The Washington Post's fact-check team agreed.
Clinton repeats an old Bernie Sanders line, but the numbers are out of date. Clinton is claiming that the top 1 percent of Americans gets 90 percent of the gains in income, but there is increasing evidence that income imbalance has improved in recent years as the economy has recovered from the Great Recession.
3. On Trump's foreign products:
Clinton noted in her speech that Trump's "America First" line doesn't fit with where his products originate from.
PolitiFact marked that "mostly true."
We found examples of Trump ties made in China, suits in Mexico and furniture in Turkey. We did not find a clear example of a Trump picture frame made in India. It’s worth noting we also came across suits listed made in the United States, as well as other Trump-brand, U.S.-made products that Clinton did not name, including the "Make America Great Again" baseball caps.
4. On overturning Citizens United:
Clinton said, "if necessary, we will pass a constitutional amendment to overturn Citizens United."
Here's how NPR rated that claim:
Passing a constitutional amendment would very likely be really, really, really hard in the current political climate of gridlock. Proposing one requires either a two-thirds vote of the House and Senate or a constitutional convention, which two-thirds of the states would have to call for, according to the National Archives. To be ratified, it requires 38 of the 50 states to approve it. — Danielle Kurtzleben
And not even advocates of this one can agree on language that avoids other First Amendment issues. — Peter Overby
5. On tuition-free college:
Clinton said that, along with her former rival Sen. Bernie Sanders, she'll work to make college tuition free for the middle class "and debt-free for all.”
The Washington Post offered more details on what that actually means:
Clinton embraced elements of Sanders’s college funding plan, including free tuition at all community colleges. “Middle class” covers a range from about $42,000 to $125,000, and the plan proposes free tuition in phases for families within that range, for students attending in-state four-year schools. But some families will have to wait longer than others.
She proposes immediate free tuition at in-state, four-year schools for students from families making $85,000 or less. Free tuition at such schools will not be available for families making between $85,000 and $125,000 until 2021.
Her plan also demands state financial participation. But experts raised concerns that some states would decline to participate and questioned what that would mean for tuition relief, the New York Times reported.

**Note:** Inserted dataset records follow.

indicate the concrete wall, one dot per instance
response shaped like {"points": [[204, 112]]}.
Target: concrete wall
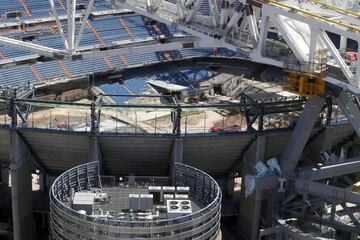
{"points": [[61, 150]]}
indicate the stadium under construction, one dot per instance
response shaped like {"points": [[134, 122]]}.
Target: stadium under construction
{"points": [[180, 119]]}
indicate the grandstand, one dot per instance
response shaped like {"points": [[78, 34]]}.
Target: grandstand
{"points": [[102, 98]]}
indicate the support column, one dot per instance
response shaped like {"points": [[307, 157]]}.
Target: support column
{"points": [[300, 135], [21, 188], [94, 149], [250, 207], [343, 42], [176, 156], [350, 110]]}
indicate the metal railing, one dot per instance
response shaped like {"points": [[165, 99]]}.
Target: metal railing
{"points": [[66, 223]]}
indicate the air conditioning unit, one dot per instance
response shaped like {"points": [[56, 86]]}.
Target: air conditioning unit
{"points": [[178, 208], [134, 202]]}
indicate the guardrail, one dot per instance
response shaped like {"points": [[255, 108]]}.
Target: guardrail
{"points": [[69, 224], [140, 119]]}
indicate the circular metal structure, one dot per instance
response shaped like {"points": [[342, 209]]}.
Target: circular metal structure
{"points": [[69, 224]]}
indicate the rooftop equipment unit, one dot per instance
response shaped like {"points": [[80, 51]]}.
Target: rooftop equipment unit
{"points": [[134, 201], [146, 202], [156, 192], [178, 208], [182, 190]]}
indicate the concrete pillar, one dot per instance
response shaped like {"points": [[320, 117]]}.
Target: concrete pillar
{"points": [[250, 213], [21, 188], [176, 155], [5, 173], [95, 151], [42, 181], [250, 207]]}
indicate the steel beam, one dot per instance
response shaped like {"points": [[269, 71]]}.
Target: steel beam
{"points": [[21, 188], [328, 192], [300, 135], [336, 55], [59, 25], [83, 24], [350, 110], [30, 47], [350, 214], [71, 10]]}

And from NPR, some background on Clinton's original plan:
Clinton originally had a "debt-free" college plan, which was designed to ensure that people could attend college without taking out loans; that meant the student had to work and that the family would contribute what it could. But in July, she moved further in her primary rival Bernie Sanders' direction, proposing that college tuition at public universities for students from families making $125,000 or less (a threshold that would be phased in) would be free. — Danielle Kurtzleben]
6. On job growth:
In her speech, Clinton said the country has seen 15 million private-sector jobs during President Obama's presidency. FactCheck.org says that number's a bit off.
The actual number is 10.5 million, and it’s less — 10.1 million — when accounting for the loss of 460,000 public jobs.
PolitiFact rated that one half-true.